Trees, in other words, affect our climate almost as much as humans do.
"Given the scale of boreal forests, this study may document the single largest influence of individual species on global carbon and energy flow, except for humans," lead study author Brendan Rogers of the Woods Hole Research Center told me. "This is critical for Earth system modeling and projecting future climate feedbacks in high latitude environments."
White surfaces, with their high albedo, help to cool our planet off. Image: Wikimedia
So, fires can cause temperatures to teeter up and down. And when it comes to boreal lands, it's not at all clear which direction we should expect the thermometer swing. If scientists knew that, they'd be better poised to predict how human interventions—things like fire suppression and deforestation—impact Earth's climate.
To figure out how boreal blazes affect our planet's thermostat, the researchers decided to go big. They used satellite images to pinpoint massive conflagrations across boreal North America and Eurasia and track the fires' effects over time.

When North America Burns

Across the globe, a striking pattern soon emerged: Fires burned differently on the two continents. Searing hot, destructive blazes swept across North America, consuming trees and leaving battered toothpick vistas in their wake. Following these vicious burns, springtime albedo increased dramatically, creating a local cooling effect. In the Old World, fires were more subdued, spreading across forest floors but rarely reaching canopies or killing trees. As a result, the albedo of these forests didn't change dramatically, and the fires tended to be climate-neutral.
A patch of burnt forest in Glacier National Park. Image: Candace Fladager / Flickr
The extreme variation in fire patterns across two continents can be explained by looking at the trees themselves. Boreal forests of North America are dominated by so-called "fire embracers"—species like black spruce and pine, whose seeds are fire-activated. As one generation of embracers is consumed by flames, a new one sprouts from the ashes. In Eurasia, more common are the "fire resisters," species that quell the spread of fire by dropping their lower branches as they grow and armoring themselves with thick coats of bark.

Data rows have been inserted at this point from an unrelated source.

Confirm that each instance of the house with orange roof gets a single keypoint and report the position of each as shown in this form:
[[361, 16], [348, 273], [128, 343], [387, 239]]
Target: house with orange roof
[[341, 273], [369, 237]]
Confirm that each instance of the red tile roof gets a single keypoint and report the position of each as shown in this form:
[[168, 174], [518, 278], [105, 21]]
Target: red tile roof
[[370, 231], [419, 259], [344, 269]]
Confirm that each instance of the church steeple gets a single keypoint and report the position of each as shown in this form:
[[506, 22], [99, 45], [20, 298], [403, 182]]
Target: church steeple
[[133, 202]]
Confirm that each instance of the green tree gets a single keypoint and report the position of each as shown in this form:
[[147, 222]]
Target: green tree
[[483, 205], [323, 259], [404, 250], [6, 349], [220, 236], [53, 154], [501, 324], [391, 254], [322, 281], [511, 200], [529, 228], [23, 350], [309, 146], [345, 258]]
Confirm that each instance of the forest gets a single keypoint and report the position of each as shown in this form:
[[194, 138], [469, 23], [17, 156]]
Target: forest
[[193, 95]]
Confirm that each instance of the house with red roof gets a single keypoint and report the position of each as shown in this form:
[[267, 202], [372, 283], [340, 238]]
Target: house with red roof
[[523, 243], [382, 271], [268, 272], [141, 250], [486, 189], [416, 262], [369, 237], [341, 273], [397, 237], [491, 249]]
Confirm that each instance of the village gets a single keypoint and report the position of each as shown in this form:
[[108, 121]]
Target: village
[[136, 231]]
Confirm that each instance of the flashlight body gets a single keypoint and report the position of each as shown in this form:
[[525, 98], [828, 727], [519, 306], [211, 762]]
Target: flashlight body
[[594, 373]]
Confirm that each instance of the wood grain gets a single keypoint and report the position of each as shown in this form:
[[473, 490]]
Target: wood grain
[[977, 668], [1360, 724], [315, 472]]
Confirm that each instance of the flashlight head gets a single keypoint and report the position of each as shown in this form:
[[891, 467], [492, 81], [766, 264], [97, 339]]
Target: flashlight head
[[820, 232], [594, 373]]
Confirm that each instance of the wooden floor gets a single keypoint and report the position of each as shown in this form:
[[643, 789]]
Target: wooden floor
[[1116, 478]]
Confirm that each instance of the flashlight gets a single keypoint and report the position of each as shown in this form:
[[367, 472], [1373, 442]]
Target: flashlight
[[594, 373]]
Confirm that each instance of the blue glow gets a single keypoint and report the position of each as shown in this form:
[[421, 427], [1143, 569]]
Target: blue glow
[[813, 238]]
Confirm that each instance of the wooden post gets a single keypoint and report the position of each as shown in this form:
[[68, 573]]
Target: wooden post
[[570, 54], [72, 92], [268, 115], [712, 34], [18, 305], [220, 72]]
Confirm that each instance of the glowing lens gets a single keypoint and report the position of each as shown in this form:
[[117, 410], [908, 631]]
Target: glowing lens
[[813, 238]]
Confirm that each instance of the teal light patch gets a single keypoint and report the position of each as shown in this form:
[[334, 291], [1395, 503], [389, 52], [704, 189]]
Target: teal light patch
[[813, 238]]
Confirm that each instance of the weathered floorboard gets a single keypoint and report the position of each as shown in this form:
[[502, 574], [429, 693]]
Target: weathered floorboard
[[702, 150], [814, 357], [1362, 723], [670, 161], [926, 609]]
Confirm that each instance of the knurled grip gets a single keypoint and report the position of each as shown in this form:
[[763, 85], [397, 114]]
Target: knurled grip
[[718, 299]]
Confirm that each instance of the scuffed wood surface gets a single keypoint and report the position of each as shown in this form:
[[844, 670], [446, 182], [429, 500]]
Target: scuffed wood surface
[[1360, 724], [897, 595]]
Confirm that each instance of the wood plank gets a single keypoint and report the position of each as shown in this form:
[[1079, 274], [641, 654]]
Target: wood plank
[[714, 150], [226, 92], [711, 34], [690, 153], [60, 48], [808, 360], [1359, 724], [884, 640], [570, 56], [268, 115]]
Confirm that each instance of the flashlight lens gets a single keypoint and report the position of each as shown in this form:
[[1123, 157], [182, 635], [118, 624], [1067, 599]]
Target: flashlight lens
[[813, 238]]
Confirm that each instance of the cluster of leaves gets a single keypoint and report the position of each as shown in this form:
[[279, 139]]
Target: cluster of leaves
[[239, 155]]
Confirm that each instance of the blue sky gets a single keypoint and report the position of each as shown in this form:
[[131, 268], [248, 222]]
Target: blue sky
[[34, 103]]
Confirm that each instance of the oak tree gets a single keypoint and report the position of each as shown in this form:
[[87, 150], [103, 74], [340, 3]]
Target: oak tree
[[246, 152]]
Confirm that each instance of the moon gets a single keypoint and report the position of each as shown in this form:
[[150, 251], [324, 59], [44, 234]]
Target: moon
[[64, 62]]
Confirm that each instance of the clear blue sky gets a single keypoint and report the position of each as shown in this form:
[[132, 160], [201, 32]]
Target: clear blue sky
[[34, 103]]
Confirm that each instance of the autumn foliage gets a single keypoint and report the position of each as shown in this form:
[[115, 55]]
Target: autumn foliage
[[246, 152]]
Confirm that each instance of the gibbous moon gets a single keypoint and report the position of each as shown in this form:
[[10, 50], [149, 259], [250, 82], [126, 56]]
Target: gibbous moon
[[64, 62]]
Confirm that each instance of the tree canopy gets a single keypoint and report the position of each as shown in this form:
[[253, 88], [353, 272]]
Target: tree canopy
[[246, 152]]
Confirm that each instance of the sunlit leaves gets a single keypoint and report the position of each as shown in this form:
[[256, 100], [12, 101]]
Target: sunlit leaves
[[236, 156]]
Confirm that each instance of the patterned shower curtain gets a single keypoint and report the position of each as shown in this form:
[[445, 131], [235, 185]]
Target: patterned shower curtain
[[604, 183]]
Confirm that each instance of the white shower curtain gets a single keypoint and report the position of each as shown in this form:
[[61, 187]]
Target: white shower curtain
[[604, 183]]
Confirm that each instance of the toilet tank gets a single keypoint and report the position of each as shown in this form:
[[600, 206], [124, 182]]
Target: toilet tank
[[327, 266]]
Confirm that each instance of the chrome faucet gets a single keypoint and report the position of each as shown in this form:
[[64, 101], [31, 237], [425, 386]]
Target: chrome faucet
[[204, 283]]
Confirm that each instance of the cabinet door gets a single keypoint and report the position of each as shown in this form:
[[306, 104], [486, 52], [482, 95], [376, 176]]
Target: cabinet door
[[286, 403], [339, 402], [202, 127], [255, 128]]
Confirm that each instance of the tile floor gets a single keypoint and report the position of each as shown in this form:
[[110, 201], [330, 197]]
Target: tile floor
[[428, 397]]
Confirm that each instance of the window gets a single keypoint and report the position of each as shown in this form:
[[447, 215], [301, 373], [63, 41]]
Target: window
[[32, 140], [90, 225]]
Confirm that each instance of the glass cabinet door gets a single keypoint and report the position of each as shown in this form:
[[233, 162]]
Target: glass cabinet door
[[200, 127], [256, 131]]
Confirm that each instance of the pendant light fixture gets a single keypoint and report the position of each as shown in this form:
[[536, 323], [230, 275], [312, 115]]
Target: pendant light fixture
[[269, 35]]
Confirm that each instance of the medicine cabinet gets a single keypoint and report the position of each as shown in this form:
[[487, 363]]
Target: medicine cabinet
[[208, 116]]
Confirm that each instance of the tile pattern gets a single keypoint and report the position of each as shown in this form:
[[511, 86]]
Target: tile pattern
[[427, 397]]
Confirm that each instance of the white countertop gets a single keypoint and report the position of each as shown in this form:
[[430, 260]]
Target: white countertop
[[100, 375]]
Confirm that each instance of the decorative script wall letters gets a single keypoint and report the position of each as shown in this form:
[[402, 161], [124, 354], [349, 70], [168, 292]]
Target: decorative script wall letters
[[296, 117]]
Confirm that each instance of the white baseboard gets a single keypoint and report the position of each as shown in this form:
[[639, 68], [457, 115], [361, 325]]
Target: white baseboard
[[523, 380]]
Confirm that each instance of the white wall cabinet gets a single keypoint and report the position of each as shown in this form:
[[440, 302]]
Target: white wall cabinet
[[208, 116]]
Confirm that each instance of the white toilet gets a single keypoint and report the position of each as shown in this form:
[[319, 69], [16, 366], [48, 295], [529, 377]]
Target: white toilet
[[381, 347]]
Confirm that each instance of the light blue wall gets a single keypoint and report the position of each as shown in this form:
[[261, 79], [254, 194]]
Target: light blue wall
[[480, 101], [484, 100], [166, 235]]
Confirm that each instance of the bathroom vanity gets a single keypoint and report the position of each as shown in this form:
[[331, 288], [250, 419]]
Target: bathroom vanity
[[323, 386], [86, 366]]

"This is a prime example of how individual species can impact large scale phenomena," Rogers told me. Indeed, there are very few instances in nature of a single species influencing climate patterns on a continental scale. The best parallel we've got is ourselves.
It remains a mystery how a handful of cold-hardy tree species came to drive fire and climate patterns across the world. "It's an extremely interesting question, why the trees in North America evolved to help promote and be consumed by fire, while those in Eurasia have evolved in the opposite direction," Rogers said. Researchers are currently investigating possible causes, including the higher incidences of lightning across Eurasia, which may select for species that are better at withstanding and suppressing fire.
Insights from this work will also help scientists refine Earth system models needed to predict future climate change, and to make smarter forest management decisions today.
"Because current global models do not account for these species-level traits, they misrepresent the effects of fires on ecosystems and the atmosphere," Rogers told me. "We also need to start using this type of information if we hope to manage fire-prone boreal forests for their climate mitigation potential."
Maybe it's time to stop trying to suppress nature's fiercest blazes, and just let them burn. These days, we need all the help we can get managing our climate. Trees figured it out millions of years ago.